On Tuesday, La Nación quoted an advisor to Arias who said the politician had allegedly “approached me, took my hand and put it on his erect penis.”
On Wednesday, The Tico Times spoke with Marta Araya Marroni, who accused Arias of making multiple unwanted sexual advances over the course of several weeks in 2012.
The allegations have shaken Costa Rica and darkened the reputation of the country’s two-term president and only Nobel Laureate. Daly says she understands why Costa Ricans might feel disappointed with the accusations given Arias’s international renown.
“[Arias’s] work in Central America was extraordinarily important,” Daly said. “Pulling together the Central American peace plan and really helping to end those wars, he undoubtedly did incredible work and saved many, many lives.

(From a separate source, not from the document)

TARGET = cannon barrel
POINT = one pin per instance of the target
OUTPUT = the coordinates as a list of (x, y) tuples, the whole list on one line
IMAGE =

“Having an incredible résumé doesn’t give him the right to grab people when he feels like it.”
Editor’s note: Katherine Stanley, Managing Editor of The Tico Times, worked in the Office of the President during Oscar Arias’ second presidency and provides English-language speechwriting services for Arias. She has recused herself from all reporting and editorial decisions for any story involving Arias, including this one.
Correction: A previous version of this story said Arias was Costa Rica’s only two-term president. Other presidents have served multiple terms.